Manchester City sent more players to the World Cup than any other club, with 17 Blues involved. Erling Haaland has been the clear standout from that group, though, with four goals in two appearances and an 8.45 rating that puts him well out in front of the rest of the club's tournament cohort.

Haaland's numbers set the pace

Haaland opened with a brace against Iran and repeated the feat against Senegal, sending Norway into the knockout stages. For City, that is the cleanest part of the picture: when he has played, he has looked ruthless. The scale of his tournament is also hard to miss, because no City player has matched his output or his 8.45 rating.

The wider group has been more uneven. Only one of City's 17 World Cup players went out early, with Abdukodir Khusanov's Uzbekistan the only City-linked nation to bow out in the group stage. That gives the club a decent spread of performances to judge, rather than one bad week skewing the story.

Anderson and Gvardiol add the other angles

Elliot Anderson has offered the strongest support to the Haaland headline. Set to join Manchester City from Nottingham Forest in a club-record £116million deal, he has posted a 7.14 rating across three appearances, 252 minutes and one assist. That is a useful start for a player arriving under a lot of scrutiny, and it fits the idea that the move is based on more than one hot spell.

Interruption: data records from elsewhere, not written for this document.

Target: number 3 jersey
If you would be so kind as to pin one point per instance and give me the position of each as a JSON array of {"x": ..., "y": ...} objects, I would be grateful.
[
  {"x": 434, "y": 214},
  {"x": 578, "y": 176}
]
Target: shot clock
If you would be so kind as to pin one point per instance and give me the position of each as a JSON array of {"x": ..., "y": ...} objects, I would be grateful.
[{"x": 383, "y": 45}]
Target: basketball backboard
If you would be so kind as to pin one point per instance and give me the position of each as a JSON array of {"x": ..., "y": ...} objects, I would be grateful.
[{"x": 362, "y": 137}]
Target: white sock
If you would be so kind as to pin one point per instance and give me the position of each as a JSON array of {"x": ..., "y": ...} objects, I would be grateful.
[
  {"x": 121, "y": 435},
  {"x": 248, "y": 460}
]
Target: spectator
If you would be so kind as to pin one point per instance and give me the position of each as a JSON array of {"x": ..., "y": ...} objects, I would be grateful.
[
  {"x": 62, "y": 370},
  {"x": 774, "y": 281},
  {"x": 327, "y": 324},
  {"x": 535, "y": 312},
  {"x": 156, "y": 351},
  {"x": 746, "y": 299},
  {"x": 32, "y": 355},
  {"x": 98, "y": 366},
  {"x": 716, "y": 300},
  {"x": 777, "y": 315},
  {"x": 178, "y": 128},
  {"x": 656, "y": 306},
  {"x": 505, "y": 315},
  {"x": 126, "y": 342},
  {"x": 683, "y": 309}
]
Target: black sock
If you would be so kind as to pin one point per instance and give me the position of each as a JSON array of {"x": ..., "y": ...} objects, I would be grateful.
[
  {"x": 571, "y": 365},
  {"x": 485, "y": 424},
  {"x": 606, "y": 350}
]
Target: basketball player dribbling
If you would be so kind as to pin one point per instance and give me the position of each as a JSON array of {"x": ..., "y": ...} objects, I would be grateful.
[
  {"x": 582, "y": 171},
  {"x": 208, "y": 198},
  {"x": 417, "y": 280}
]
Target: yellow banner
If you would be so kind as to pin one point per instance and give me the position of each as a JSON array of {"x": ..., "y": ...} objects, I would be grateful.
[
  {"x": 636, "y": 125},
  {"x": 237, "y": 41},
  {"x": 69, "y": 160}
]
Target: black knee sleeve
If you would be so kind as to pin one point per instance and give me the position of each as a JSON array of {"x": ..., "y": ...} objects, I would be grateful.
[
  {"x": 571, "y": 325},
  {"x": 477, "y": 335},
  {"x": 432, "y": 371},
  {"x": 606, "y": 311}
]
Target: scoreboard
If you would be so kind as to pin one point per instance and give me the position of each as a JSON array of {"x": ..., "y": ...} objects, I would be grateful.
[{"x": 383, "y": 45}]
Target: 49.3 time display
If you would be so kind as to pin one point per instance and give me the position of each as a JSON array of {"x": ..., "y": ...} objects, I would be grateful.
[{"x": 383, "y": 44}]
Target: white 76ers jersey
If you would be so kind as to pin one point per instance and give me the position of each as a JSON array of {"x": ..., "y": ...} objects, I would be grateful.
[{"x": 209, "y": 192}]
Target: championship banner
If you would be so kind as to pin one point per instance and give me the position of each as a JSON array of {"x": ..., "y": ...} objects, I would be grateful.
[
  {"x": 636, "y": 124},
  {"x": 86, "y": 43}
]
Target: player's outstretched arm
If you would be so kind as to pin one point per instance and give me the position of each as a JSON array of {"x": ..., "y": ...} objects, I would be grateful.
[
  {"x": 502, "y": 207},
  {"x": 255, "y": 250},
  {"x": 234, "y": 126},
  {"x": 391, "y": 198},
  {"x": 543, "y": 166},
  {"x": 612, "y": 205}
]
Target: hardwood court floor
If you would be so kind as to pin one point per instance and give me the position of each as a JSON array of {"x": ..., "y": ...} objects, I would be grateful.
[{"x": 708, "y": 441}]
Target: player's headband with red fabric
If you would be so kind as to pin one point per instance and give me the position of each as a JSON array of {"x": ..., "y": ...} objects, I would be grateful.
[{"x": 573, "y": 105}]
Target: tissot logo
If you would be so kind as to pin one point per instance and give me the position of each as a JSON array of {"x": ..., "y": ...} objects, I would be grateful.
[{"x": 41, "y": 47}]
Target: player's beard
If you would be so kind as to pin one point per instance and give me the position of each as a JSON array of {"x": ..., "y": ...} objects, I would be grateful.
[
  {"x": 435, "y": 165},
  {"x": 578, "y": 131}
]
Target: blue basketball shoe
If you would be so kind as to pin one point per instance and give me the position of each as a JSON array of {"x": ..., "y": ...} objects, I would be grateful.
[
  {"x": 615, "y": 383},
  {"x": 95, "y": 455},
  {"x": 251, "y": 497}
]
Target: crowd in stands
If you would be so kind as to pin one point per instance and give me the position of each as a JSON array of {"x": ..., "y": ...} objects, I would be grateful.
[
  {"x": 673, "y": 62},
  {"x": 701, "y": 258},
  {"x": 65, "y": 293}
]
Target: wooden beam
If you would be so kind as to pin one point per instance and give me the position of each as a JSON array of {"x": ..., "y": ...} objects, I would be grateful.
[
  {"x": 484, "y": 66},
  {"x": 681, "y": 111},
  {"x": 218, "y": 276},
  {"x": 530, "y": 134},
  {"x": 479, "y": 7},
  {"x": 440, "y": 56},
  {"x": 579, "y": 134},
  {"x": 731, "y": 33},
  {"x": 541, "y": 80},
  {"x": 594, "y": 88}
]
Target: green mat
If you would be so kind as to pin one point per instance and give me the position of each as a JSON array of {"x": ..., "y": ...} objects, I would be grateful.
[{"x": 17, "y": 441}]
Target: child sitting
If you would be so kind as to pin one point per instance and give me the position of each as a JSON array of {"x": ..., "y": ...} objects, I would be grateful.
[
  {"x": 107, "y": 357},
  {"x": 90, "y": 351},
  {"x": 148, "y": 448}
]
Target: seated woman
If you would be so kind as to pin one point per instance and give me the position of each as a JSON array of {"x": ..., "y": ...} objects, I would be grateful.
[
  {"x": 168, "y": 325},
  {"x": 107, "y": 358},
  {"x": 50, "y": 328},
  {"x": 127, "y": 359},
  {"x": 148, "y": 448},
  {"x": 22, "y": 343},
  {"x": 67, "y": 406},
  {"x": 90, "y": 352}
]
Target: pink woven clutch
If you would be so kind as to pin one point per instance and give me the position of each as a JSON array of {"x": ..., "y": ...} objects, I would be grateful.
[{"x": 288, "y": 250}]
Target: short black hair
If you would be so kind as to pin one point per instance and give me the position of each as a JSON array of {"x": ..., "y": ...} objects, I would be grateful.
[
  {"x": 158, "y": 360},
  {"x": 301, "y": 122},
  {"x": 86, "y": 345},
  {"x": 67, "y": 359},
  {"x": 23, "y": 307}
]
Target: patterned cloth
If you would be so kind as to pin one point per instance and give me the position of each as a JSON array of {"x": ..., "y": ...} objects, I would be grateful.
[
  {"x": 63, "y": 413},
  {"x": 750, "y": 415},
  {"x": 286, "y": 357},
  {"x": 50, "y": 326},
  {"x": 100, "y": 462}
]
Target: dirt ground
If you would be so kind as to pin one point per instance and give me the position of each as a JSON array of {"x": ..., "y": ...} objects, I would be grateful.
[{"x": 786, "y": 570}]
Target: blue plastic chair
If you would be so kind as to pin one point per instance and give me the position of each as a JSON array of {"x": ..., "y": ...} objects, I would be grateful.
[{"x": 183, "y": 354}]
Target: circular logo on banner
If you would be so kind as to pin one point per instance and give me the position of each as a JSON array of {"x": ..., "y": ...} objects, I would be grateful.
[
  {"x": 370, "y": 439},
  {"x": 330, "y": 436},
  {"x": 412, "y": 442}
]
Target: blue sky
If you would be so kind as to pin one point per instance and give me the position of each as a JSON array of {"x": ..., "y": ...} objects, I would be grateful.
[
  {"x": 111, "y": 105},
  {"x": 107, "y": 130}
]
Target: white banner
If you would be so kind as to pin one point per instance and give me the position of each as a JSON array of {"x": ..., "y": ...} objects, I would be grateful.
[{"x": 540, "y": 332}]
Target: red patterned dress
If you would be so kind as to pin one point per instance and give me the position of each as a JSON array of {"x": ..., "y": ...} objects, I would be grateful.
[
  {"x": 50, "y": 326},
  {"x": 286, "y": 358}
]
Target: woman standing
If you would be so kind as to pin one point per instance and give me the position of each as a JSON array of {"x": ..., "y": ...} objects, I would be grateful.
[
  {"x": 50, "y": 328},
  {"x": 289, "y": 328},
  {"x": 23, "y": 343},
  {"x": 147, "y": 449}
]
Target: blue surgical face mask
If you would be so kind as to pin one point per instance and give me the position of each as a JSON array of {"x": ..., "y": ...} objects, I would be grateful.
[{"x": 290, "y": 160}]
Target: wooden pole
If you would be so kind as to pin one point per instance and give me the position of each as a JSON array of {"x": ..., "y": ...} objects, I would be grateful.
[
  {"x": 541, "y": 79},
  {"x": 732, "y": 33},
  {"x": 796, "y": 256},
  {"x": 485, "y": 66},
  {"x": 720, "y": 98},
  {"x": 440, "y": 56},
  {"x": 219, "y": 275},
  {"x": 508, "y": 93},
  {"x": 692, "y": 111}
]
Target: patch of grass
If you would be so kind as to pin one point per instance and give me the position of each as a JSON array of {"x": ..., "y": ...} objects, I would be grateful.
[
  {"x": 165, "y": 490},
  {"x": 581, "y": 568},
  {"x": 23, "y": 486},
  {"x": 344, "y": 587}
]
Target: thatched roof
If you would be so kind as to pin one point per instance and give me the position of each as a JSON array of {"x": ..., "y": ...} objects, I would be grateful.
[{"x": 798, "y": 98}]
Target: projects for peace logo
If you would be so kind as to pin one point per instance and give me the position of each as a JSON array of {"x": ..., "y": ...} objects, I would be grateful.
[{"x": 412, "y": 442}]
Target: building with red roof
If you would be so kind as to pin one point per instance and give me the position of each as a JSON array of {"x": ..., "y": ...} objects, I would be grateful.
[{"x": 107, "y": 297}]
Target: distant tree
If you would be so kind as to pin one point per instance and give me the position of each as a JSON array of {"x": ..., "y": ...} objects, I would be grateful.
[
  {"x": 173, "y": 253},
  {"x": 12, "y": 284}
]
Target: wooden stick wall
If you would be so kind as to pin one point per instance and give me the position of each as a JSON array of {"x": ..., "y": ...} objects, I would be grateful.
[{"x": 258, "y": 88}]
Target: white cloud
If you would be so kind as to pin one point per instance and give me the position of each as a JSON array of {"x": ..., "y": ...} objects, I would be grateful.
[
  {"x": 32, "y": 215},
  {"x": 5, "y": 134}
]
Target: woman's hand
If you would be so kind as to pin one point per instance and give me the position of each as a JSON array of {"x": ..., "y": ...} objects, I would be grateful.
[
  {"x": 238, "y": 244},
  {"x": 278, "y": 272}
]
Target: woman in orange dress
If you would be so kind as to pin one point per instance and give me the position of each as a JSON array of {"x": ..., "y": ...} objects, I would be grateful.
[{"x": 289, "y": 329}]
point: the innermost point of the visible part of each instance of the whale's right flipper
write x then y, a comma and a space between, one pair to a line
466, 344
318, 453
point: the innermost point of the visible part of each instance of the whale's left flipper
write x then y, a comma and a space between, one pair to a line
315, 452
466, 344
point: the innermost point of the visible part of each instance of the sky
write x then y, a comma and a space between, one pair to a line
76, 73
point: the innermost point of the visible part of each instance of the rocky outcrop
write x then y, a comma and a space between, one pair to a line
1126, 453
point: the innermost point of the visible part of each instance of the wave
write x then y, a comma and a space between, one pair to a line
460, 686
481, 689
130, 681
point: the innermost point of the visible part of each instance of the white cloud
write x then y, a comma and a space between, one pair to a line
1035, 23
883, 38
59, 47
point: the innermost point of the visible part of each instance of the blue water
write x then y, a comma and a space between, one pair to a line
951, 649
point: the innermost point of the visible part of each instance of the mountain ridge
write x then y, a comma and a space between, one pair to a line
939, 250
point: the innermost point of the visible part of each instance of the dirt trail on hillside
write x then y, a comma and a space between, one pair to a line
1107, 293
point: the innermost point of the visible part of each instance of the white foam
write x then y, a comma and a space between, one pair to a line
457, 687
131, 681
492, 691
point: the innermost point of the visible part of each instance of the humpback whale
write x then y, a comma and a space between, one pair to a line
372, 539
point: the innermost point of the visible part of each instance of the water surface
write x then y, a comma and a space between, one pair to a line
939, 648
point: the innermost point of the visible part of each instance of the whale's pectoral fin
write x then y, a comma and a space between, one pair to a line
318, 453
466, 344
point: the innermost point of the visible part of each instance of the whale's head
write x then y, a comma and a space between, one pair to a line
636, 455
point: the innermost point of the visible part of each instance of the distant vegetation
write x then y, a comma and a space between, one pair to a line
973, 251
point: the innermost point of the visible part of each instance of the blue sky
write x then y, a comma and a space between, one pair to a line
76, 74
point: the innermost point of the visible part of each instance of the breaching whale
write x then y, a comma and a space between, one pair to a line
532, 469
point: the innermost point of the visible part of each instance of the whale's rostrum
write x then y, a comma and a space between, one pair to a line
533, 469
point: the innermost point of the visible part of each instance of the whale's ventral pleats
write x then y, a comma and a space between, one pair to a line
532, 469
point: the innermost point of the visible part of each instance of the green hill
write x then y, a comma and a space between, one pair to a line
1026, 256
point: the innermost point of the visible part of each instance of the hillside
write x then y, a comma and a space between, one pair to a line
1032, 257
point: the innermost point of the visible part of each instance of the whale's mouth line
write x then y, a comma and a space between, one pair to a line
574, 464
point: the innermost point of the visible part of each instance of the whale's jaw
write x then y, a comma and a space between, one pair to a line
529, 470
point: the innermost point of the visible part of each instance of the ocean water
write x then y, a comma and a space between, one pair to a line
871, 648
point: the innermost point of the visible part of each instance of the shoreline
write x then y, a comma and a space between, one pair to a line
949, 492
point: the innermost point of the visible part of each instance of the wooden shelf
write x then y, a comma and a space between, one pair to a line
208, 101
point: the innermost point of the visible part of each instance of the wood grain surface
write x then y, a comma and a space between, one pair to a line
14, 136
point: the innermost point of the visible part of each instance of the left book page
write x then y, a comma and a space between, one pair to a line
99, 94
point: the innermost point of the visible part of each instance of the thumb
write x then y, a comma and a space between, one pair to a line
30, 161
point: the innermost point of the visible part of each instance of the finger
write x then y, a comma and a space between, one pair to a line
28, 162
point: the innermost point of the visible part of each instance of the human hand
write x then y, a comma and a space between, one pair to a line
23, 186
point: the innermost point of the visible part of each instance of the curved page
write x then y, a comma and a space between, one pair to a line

Joško Gvardiol is a different story. He has spent most of 2026 recovering from a broken leg, so his 6.27 rating across three appearances and 151 minutes reads as a player rebuilding rather than one fully back at his best. It is encouraging enough for City, but not enough to suggest the recovery story is done.

The overall read is fairly simple. Haaland has turned in the kind of tournament that jumps off the page, Anderson has strengthened his case, and Gvardiol has at least made a steady return. The next marker comes when the knockout rounds start for Norway, while City continue to monitor the rest of their World Cup contingent.